Exkurs: Unternehmens-Verantwortungs-Initiative ist kontraproduktiv

Die Unternehmens-Verantwortungs-Initiative (UVI), über die am 29. November 2020 abgestimmt wird, will die Klagemöglichkeiten gegen kleine und grosse Schweizer Unternehmen ausbauen. Konkret sollen diese in der Schweiz auf die weltweite Einhaltung von Menschenrechten und Umweltschutzvorschriften verklagt werden können. Ein Unternehmen haftet so sogar für Vorfälle von eigenständigen Drittfirmen, wenn diese von ihnen wirtschaftlich abhängig sind. Zum Beispiel als Zulieferer oder als Empfänger von Darlehen.

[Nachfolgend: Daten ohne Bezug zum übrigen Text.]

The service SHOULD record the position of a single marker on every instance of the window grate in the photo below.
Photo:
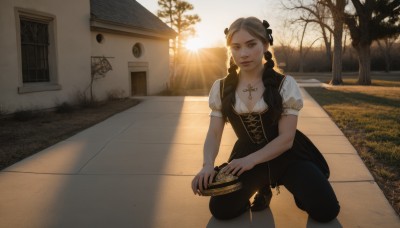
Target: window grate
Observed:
(35, 51)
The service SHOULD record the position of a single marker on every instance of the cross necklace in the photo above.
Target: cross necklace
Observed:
(250, 89)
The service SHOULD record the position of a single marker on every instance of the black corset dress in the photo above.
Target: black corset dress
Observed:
(255, 130)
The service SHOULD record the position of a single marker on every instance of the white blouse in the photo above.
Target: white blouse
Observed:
(290, 92)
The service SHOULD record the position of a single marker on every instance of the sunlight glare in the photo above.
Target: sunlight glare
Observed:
(194, 44)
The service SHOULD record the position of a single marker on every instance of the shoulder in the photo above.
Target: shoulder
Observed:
(288, 83)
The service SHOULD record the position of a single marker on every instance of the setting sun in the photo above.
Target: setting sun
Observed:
(194, 44)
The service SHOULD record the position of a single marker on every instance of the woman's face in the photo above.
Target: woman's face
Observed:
(247, 50)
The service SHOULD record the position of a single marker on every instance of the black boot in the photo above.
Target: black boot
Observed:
(261, 200)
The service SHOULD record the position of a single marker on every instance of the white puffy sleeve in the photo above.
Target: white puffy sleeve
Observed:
(291, 97)
(214, 99)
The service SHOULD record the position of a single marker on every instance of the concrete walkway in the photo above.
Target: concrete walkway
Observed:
(135, 169)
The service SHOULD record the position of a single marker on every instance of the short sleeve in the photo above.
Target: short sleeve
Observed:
(214, 99)
(291, 97)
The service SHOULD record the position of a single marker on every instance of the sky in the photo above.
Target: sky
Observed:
(216, 15)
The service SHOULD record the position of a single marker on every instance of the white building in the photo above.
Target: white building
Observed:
(49, 46)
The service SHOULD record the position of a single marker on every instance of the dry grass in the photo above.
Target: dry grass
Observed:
(26, 132)
(369, 116)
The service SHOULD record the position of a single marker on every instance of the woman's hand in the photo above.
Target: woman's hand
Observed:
(239, 166)
(202, 179)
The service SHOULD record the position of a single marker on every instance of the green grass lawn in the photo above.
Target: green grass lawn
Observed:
(369, 116)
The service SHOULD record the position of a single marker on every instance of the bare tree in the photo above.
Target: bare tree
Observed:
(174, 12)
(303, 53)
(316, 13)
(372, 20)
(386, 49)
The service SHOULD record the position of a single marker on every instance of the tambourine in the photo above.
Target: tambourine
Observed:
(222, 183)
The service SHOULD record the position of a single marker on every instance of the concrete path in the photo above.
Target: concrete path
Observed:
(135, 169)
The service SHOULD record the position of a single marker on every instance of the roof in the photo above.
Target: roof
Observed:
(128, 15)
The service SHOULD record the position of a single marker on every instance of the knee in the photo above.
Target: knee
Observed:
(325, 212)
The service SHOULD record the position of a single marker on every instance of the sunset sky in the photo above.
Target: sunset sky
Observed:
(216, 15)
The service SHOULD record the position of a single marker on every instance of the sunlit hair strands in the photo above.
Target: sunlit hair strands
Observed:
(260, 30)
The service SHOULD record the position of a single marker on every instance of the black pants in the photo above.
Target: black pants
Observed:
(310, 188)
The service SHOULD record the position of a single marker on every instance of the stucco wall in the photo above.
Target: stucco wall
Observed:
(119, 47)
(72, 52)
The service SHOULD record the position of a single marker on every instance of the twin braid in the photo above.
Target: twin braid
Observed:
(230, 83)
(271, 83)
(270, 80)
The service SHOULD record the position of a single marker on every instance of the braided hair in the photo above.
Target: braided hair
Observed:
(270, 77)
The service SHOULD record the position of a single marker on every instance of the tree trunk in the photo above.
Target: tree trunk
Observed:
(364, 64)
(337, 43)
(337, 56)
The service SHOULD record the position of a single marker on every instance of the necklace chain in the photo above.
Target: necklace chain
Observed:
(250, 88)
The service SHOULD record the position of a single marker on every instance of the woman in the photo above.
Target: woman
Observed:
(262, 106)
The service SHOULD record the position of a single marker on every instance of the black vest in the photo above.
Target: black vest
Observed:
(255, 130)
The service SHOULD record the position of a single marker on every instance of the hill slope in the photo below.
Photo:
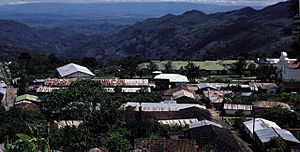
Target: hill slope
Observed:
(198, 35)
(192, 35)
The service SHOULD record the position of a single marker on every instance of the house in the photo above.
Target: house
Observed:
(207, 86)
(162, 106)
(27, 98)
(289, 70)
(168, 94)
(270, 104)
(211, 136)
(259, 123)
(265, 130)
(54, 82)
(215, 98)
(64, 123)
(178, 122)
(27, 101)
(290, 86)
(203, 123)
(236, 109)
(165, 145)
(182, 114)
(166, 81)
(27, 105)
(126, 85)
(72, 70)
(269, 88)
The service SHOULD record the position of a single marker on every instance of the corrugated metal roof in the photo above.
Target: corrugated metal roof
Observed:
(256, 86)
(269, 104)
(124, 82)
(260, 124)
(207, 85)
(172, 77)
(45, 89)
(126, 90)
(183, 93)
(59, 82)
(28, 97)
(265, 135)
(237, 107)
(216, 96)
(160, 106)
(3, 85)
(180, 122)
(2, 90)
(73, 68)
(203, 123)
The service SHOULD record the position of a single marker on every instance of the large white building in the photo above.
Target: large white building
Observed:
(74, 71)
(289, 69)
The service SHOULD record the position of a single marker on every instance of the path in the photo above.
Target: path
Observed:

Heute ist die Schweiz mittels Direktinvestitionen überdurchschnittlich stark in Entwicklungsländern engagiert. Über ausländische Tochtergesellschaften tragen Schweizer Unternehmen das hiesige Modell der Lehrlingsausbildung in die ganze Welt. Dieses Engagement steht wegen der UVI auf dem Spiel. Denn durch die neuen, unberechenbaren Haftungsrisiken können sich Schweizer Unternehmen gezwungen sehen, sich aus Entwicklungsländern zurückzuziehen und sich von lokalen Produzenten (Bauern, Gewerbe) zu trennen, wenn diese ein potenzielles Haftungsrisiko darstellen. Menschenrechte und Umweltschutzbestrebungen sind besonders dann gefährdet, wenn Firmen aus Ländern mit tieferen Sozial- und Umweltstandards in die Lücke springen, welche Schweizer Unternehmen vor Ort hinterlassen. Die UVI gefährdet somit letztlich auch das Erfolgsmodell der Schweizer Entwicklungszusammenarbeit. Der international abgestimmte Gegenvorschlag führt nicht zu solchen Fehlanreizen, sondern fokussiert auf eine konstante Verbesserung der unternehmensinternen Sorgfaltsprüfungsprozesse.